Nieszczęśliwa z powodu tego, jak potoczyło się jej życie kobieta z dnia na dzień ma zostać oddana przez "ukochanego" męża bezwzględnemu bandycie. Sami przyznajcie- pomysł na początek historii jest oryginalny i zachęca by po nią sięgnąć. Jednak Autorka nie poprzestaje na pomysłowym wstępie do swojej opowieści. Ona zaskakuje na niemal każdym kroku. Sposób w jaki prowadziła fabułę sprawiał, że byłam zszokowana, a z drugiej strony, jako nałogowy czytelnik, wysoce usatysfakcjonowana, bo kompletnie nie byłam w stanie przewidzieć co zaraz nastąpi.
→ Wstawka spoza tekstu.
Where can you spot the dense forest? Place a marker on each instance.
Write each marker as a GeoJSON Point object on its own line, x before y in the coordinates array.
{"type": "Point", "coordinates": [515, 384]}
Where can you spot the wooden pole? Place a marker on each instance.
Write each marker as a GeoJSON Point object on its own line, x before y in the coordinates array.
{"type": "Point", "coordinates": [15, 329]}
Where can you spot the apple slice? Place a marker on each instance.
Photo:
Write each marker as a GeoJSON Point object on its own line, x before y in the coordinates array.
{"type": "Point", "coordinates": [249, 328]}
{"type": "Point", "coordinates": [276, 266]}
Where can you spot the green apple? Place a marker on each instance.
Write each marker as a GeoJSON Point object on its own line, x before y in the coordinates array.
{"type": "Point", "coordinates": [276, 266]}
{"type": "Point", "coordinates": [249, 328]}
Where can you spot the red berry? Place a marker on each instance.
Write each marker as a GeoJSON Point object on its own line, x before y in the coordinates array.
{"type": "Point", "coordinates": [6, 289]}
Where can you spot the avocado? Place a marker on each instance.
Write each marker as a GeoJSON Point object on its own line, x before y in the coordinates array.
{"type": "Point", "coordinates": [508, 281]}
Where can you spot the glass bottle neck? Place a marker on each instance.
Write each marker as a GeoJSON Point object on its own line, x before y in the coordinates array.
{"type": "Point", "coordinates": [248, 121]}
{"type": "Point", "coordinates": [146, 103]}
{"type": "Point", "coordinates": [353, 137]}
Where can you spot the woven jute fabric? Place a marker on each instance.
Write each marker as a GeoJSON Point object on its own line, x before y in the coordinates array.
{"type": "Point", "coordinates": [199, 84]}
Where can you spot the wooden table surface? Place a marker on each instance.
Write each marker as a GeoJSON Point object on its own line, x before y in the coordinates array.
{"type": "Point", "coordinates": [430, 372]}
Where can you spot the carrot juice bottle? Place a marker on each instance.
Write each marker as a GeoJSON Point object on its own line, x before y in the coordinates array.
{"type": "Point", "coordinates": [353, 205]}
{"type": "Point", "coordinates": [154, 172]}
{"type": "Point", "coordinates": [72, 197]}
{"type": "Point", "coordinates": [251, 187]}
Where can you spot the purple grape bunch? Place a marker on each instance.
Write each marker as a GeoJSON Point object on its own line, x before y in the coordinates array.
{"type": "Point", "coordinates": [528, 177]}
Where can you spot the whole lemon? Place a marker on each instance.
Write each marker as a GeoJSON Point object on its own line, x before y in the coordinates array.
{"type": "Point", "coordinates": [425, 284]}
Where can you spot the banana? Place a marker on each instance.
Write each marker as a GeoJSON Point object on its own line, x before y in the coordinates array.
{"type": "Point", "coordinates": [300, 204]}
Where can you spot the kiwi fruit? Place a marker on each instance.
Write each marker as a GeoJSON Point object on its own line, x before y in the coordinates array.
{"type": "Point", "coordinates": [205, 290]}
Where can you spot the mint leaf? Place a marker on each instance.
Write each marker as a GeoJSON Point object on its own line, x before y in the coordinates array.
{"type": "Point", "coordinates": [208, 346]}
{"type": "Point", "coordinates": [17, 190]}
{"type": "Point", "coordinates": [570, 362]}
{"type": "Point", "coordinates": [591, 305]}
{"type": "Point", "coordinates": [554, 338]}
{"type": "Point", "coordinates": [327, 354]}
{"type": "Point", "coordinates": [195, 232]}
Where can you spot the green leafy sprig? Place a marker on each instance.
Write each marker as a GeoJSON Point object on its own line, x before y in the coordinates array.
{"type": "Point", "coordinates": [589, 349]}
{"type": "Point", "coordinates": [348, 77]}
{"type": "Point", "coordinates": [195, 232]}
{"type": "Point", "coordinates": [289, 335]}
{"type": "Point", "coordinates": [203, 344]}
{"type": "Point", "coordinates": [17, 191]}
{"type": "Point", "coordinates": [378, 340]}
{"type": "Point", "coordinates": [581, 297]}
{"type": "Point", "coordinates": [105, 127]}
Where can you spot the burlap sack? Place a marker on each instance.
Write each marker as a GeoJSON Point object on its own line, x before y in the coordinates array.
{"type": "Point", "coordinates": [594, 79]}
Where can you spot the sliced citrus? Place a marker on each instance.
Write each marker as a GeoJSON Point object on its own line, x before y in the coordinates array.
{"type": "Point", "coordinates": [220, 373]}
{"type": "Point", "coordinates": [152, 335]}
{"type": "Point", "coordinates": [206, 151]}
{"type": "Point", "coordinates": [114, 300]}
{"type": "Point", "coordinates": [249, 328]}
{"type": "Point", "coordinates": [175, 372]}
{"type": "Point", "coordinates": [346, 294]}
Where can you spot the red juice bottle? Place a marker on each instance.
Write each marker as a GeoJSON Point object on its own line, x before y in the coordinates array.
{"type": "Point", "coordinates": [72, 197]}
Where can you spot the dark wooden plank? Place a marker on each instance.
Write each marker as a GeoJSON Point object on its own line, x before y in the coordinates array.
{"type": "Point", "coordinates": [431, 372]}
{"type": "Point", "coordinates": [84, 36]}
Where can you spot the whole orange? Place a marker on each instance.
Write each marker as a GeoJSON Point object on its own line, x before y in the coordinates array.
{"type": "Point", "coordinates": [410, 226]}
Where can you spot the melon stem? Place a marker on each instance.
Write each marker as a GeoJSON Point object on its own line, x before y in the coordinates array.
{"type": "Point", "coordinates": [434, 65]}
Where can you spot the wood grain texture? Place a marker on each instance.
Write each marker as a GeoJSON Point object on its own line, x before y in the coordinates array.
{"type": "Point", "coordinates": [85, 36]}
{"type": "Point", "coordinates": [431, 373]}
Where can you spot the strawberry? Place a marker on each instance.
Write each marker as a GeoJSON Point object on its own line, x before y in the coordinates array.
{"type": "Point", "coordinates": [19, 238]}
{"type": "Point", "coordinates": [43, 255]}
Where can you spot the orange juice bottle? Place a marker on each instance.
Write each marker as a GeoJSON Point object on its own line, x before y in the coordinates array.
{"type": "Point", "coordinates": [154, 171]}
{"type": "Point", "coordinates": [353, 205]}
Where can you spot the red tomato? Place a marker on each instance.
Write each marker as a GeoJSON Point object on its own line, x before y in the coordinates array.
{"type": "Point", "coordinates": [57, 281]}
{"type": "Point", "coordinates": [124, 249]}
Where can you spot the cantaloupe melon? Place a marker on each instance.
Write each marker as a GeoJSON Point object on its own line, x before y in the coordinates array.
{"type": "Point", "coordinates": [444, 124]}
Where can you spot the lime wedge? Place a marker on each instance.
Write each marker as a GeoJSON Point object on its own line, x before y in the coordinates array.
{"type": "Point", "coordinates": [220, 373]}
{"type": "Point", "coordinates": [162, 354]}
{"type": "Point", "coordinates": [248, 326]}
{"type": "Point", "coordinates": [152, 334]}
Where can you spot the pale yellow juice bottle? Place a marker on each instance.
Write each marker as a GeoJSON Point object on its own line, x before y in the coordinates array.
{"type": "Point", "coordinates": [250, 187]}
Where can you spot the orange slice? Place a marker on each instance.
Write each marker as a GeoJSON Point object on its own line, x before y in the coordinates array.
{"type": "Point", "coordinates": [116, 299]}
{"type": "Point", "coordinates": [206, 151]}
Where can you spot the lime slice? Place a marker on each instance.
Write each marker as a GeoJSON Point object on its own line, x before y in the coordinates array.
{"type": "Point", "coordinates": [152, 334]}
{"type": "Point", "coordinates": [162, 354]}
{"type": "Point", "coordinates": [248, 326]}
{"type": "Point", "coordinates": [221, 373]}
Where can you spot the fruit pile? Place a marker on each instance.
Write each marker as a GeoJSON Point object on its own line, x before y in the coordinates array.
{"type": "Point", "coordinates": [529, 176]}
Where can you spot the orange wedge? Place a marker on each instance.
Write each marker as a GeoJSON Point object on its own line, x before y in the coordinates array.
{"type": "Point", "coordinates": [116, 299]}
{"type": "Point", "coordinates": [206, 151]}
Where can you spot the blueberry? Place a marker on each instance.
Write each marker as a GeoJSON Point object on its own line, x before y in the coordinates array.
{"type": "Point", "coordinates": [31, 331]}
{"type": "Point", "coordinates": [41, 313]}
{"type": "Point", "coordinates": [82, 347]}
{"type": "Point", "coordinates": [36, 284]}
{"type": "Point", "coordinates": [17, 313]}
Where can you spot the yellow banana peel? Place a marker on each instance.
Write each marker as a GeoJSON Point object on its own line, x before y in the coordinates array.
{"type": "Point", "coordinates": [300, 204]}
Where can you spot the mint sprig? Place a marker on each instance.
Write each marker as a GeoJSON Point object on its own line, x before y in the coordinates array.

A takie nieoczekiwane zwroty akcji i nietuzinkowe podejście do przedstawianej historii zawsze bardzo doceniam, zwłaszcza, że trudno silić się na oryginalność gdy na rynku dostępna jest tak ogromna ilość książek w tej tematyce. A jednak się udało i to z przytupem.
Lexi to bardzo ciekawie wykreowana postać. Obawiałam się, że będzie uległa i zastraszona, a dostałam to, co lubię najbardziej- zadziorną babkę z charakterem. Jej słowne przepychanki z Rexem były niesamowite! Jednak co miała do stracenia skoro już i tak była skazana na śmierć? Widać było, że Autorka stworzyła ją z rozmysłem, przeplatając jej chwile załamania i waleczności, co naprawdę trzeba docenić. Nie sposób było jej nie polubić i kibicować z całych sił, w końcu nikt nie zasłużył na to, co zafundował jej mąż.
Rex to bohater w moim odczuciu perfekcyjnie zobrazowany. Zimny drań, bez uczuć, podchodzący do wszystkiego bez grama emocji. A jednak potrafił być ...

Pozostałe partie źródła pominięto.